A newer version of this model is available: MihaiPopa-1/CinnabarLM-4M-Base

CinnabarLM

CinnabarLM is a tiny, 4M-parameter LLM trained for ~33 minutes on a T4 GPU (on Colab)! It's only 16 MB in size!

Why?

Because it's a good idea to make tiny LLMs. Some people already did with MicroLM, Spark 4 5M and Tenete 8M, but not myself!

Model Configurations

Parameter Value
Tokenizer Custom BPE tokenizer
Vocabulary Size 4096 tokens
Batch Size 64
Context Window 256 tokens
n_embed 192
n_head 8
n_layer 6
Dropout 0.1

Training Configurations

Hyperparameter Value
max_iters 10000
eval_interval 500
learning_rate 6e-4
min_lr 6e-5
warmup_iters 500
weight_decay 0.1
beta1, beta2 0.9, 0.95

Limitations

  • Not Instruction-Tuned: It's only a base model, so it only completes text.
  • English-Only: It's trained on English data (FineWeb), it's NOT multilingual.
  • Not a Standard Model: It's NOT a Qwen/Llama/GPT model.
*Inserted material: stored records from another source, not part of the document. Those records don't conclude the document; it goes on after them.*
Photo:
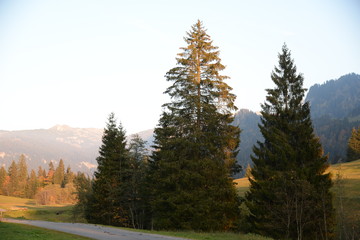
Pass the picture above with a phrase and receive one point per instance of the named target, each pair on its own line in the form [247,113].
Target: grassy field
[346,177]
[349,172]
[22,208]
[27,209]
[11,231]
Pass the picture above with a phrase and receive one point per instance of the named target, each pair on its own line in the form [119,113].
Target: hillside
[336,99]
[335,110]
[78,147]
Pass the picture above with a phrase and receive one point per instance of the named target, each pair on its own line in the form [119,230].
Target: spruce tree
[22,175]
[59,174]
[137,192]
[289,195]
[14,179]
[353,150]
[195,145]
[109,189]
[32,185]
[3,175]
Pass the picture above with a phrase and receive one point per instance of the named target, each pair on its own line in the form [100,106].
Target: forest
[186,182]
[56,185]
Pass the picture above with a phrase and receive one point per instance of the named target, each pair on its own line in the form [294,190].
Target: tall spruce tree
[289,195]
[59,174]
[14,179]
[195,145]
[353,150]
[107,204]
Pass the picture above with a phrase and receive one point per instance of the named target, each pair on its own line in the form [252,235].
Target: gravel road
[93,231]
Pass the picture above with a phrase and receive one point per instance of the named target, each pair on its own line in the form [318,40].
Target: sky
[74,62]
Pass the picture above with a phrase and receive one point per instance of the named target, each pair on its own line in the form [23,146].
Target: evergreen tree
[137,192]
[51,166]
[69,176]
[353,151]
[3,175]
[14,179]
[83,185]
[195,145]
[22,175]
[59,175]
[107,204]
[289,195]
[32,185]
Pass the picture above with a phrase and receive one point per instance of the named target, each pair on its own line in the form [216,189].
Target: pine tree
[195,145]
[137,192]
[107,204]
[3,175]
[22,175]
[14,179]
[83,185]
[289,196]
[32,185]
[69,176]
[353,150]
[59,175]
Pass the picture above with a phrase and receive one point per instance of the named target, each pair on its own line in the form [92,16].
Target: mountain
[335,110]
[336,99]
[248,122]
[78,147]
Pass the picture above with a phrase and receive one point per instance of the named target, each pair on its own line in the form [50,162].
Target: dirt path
[93,231]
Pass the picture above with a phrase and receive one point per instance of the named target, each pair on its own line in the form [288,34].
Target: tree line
[54,186]
[186,181]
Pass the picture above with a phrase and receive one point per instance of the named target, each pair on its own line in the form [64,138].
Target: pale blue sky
[73,62]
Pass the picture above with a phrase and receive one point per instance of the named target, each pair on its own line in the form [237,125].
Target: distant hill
[335,110]
[248,122]
[336,99]
[78,147]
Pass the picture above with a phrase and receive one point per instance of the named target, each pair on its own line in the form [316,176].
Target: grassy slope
[27,209]
[10,231]
[350,172]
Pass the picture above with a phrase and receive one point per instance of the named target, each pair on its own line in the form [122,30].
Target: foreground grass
[349,173]
[22,208]
[11,231]
[213,236]
[200,235]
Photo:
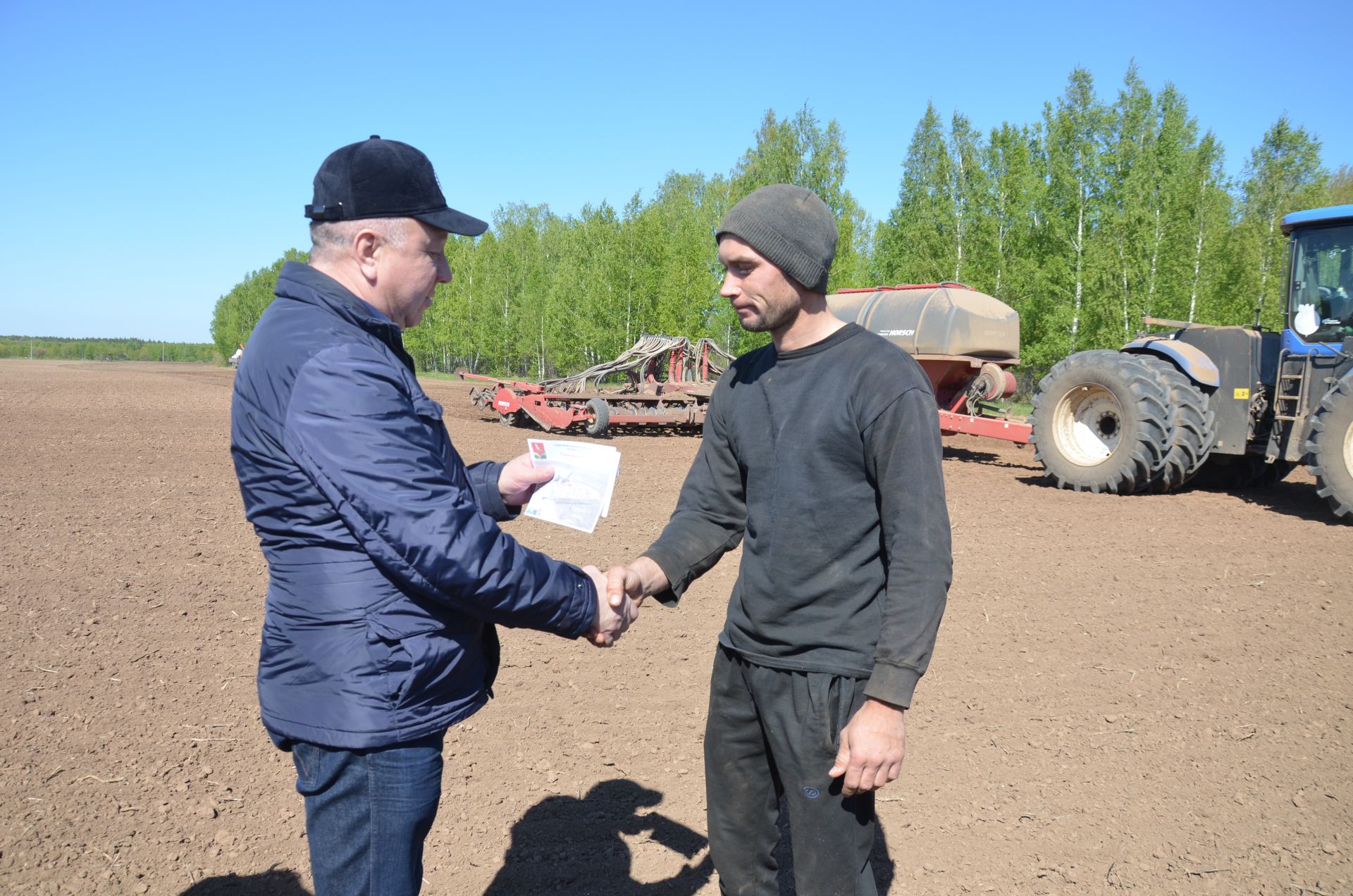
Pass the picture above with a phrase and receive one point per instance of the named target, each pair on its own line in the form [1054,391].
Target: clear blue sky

Standard Transformers can't recognize this!
  • Preview: This is a preview version, it generates gibberish often. CinnabarLM 1 will solve this with Llama.

Some other details

  • It's trained on 80 million tokens of FineWeb (CC-MAIN-2025-26 snapshot), and the knowledge cutoff is June 2025.
  • The name "CinnabarLM" that I picked was made by combining "Cinnabar" (the new block from the Chaos Cubed drop in Minecraft) + "LM" (Language Model)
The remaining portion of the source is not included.